CARLISLE That honourable day shall ne’er be seen.
Many a time hath banished Norfolk fought
For Jesus Christ in glorious Christian field,
Streaming the ensign of the Christian cross
Against black pagans, Turks and Saracens,
And, toiled with works of war, retired himself
To Italy, and there at Venice gave
His body to that pleasant country’s earth
And his pure soul unto his captain Christ,
Under whose colours he had fought so long. (4.1.92-101)
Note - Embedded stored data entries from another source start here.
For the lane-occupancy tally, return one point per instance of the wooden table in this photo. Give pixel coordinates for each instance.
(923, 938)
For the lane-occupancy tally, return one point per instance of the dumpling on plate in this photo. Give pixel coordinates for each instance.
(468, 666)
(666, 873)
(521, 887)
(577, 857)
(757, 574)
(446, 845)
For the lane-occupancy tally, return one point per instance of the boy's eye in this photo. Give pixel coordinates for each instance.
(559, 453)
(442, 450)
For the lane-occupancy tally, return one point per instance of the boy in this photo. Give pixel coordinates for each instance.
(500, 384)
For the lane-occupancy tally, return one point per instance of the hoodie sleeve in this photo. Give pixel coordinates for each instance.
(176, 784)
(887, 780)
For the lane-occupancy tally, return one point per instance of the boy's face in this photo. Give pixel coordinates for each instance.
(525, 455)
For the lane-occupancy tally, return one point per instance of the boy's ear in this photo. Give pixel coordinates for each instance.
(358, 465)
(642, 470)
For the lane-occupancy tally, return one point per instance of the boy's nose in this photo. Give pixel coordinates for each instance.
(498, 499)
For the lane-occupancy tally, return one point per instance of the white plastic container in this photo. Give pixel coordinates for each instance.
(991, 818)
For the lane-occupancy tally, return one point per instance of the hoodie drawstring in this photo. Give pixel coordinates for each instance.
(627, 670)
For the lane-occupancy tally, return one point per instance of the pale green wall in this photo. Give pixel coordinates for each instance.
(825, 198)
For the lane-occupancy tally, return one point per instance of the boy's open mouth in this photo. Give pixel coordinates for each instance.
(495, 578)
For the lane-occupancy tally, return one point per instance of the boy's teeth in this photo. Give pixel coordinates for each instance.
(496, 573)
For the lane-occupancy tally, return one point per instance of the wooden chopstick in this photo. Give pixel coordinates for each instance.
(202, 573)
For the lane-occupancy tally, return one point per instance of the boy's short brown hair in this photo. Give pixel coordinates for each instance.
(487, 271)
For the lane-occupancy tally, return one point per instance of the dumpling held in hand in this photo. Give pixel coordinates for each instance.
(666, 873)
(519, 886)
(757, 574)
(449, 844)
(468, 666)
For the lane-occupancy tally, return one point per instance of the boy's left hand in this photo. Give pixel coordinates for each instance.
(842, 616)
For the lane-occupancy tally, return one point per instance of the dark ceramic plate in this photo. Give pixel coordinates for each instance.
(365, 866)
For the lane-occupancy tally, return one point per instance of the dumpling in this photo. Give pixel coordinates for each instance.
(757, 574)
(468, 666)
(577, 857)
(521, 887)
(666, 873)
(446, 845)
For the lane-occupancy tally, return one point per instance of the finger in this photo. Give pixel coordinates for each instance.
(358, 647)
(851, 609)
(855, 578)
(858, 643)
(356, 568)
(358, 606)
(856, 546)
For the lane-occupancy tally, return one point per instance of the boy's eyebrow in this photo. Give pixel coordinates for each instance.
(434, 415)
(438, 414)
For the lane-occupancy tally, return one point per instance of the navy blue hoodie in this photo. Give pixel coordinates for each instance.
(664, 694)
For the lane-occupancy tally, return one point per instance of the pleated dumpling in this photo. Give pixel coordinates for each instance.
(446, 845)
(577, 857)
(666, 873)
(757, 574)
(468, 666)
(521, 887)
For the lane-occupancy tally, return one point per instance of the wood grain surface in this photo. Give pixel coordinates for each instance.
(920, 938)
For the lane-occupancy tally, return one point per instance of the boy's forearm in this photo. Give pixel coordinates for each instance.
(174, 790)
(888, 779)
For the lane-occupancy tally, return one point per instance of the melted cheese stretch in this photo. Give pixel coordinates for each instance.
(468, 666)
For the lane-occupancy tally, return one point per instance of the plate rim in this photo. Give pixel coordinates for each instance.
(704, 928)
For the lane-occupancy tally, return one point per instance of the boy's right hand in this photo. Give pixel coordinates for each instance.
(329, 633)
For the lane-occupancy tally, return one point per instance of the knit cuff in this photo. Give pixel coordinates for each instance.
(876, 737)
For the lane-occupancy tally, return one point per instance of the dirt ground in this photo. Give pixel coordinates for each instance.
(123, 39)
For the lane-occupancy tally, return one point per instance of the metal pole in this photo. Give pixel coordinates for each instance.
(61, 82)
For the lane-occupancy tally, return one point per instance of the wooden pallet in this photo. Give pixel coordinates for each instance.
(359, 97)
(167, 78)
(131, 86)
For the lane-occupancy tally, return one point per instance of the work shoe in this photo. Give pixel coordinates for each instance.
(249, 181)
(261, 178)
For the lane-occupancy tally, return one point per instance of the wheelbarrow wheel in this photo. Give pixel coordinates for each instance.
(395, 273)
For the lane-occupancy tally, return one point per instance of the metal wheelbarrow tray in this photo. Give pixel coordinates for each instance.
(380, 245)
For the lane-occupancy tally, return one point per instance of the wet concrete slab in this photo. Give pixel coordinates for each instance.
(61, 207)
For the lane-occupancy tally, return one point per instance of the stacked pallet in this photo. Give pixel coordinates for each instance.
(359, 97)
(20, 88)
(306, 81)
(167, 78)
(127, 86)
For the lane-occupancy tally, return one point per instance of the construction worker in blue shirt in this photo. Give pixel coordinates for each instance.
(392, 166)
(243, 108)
This is a tricky passage, and its racist language and underlying assumptions about both race and religion might well make it an easy cut in a modern production. That it’s of its time, and indeed, I think, a medievalising moment, doesn’t mean it can’t offend. The point is that Thomas Mowbray, duke of Norfolk, is dead, and therefore he cannot return to England to defend himself against Aumerle, and regain his lands and titles, on that honourable day which Bolingbroke has just envisioned. There seems to be a bit of elaboration of the historical sources here: the historical Mowbray was known as a fighter, and he did go at least to Venice, and to Jerusalem, but as a pilgrim; he caught the plague either while on pilgrimage or on his return to Venice, where he died in 1399, aged thirty-three (he may well have been toiled, worn out, with works of war, but he didn’t die in battle or of wounds). And he is buried in Venice, although Carlisle’s euphemism that Mowbray at Venice gave his body to that pleasant country’s earth might jar a little, as earth is not quite what springs to mind when Venice is imagined. However.
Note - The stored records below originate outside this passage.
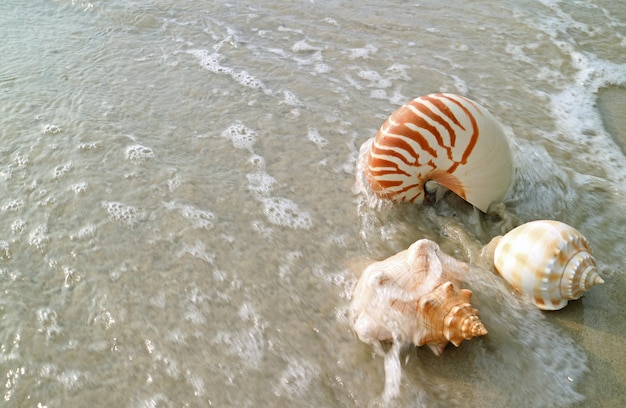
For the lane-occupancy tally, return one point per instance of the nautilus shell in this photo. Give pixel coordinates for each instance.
(441, 140)
(414, 297)
(547, 260)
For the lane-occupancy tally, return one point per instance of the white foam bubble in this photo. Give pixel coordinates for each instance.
(79, 187)
(291, 99)
(38, 237)
(62, 170)
(363, 52)
(242, 136)
(245, 79)
(247, 343)
(303, 46)
(369, 75)
(296, 378)
(88, 231)
(13, 205)
(138, 153)
(17, 226)
(260, 183)
(314, 136)
(322, 68)
(198, 250)
(210, 61)
(284, 212)
(126, 214)
(200, 218)
(51, 129)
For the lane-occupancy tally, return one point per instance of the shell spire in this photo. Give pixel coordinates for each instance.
(547, 260)
(447, 316)
(443, 140)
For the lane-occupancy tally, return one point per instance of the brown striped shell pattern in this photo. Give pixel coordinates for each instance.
(549, 261)
(411, 297)
(446, 140)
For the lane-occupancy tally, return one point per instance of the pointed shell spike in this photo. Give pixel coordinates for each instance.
(547, 260)
(440, 140)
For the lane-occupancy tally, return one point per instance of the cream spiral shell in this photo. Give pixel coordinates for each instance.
(412, 297)
(549, 261)
(443, 138)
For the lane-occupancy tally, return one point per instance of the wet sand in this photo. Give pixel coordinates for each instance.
(612, 106)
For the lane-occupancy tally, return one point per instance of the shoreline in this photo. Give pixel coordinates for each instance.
(611, 103)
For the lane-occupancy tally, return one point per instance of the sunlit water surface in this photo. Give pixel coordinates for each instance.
(178, 221)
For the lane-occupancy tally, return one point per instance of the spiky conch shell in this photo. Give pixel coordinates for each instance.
(547, 260)
(446, 140)
(412, 297)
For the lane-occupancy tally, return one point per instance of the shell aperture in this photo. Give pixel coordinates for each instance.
(547, 260)
(445, 138)
(411, 297)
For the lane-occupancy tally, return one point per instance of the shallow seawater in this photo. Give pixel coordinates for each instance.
(179, 226)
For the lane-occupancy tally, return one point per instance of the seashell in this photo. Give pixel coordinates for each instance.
(547, 260)
(441, 140)
(414, 297)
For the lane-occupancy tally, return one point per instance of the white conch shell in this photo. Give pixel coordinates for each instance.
(414, 297)
(446, 140)
(547, 260)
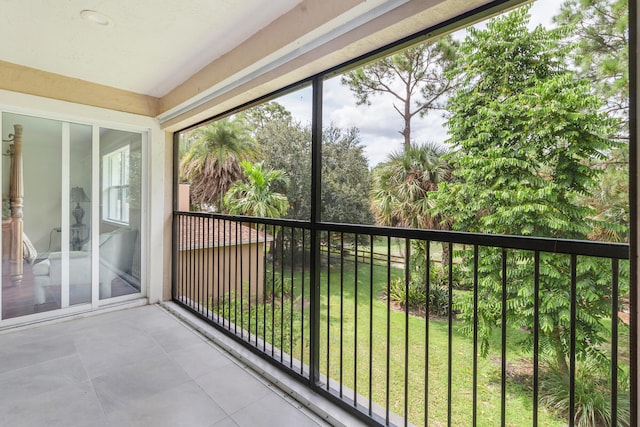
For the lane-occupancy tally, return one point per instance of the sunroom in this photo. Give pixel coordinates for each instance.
(395, 317)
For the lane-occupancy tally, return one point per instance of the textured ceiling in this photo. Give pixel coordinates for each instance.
(149, 47)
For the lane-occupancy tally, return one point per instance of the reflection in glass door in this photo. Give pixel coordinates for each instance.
(46, 183)
(71, 214)
(120, 212)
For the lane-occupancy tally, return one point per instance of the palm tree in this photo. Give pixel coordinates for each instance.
(212, 160)
(255, 197)
(401, 188)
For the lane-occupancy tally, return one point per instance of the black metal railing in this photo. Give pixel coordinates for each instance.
(419, 327)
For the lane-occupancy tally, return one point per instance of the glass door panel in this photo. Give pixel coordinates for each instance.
(31, 215)
(120, 212)
(79, 242)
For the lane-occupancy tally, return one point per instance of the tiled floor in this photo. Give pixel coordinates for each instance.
(134, 367)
What is Carlisle doing here, therefore? He’s partly laying the groundwork for the rest of the scene, and in particular for the long and significant speech which he will make in a few moments’ time. It’s unsurprising that a bishop should speak in Christian terms, but Carlisle’s language is vivid and apocalyptic. Previously in this scene young men have been scrapping amongst themselves about matters of honour, albeit within a larger, and desperately fraught, political context: Carlisle raises the stakes by citing—as he sees it—a far more significant war, of near cosmic significance, the Crusades. No matter how wrongheaded that might seem to a modern sensibility, it invokes a different set of criteria for rightness and honour. Who in this scene so far fights for Jesus Christ in glorious Christian field, streaming the ensign of the Christian cross, with a pure soul? Not a lot of that going on here. The black pagans (and black here is probably both racial and moral), Turks and Saracens are completely othered, a hellish enemy ranged against the forces of God. In his rhetoric, Carlisle is opening a window to another age, which would seem quite alien (albeit perhaps nostalgically attractive) to an audience even in the 1590s, let alone now, a world of crusader knights and pilgrims grimly doing ‘the Lord’s work’, not petulantly throwing gloves around. (Carlisle has, not impossibly, been reading The Faerie Queene…) Who in this company now assembled is doing that work? And whose side is God on? What is the divine will? Those are the questions that Carlisle is here, implicitly, beginning to raise, and he will continue to do so; this language and this frame of reference–Christian, Biblical, apocalyptic–will continue to matter in the play.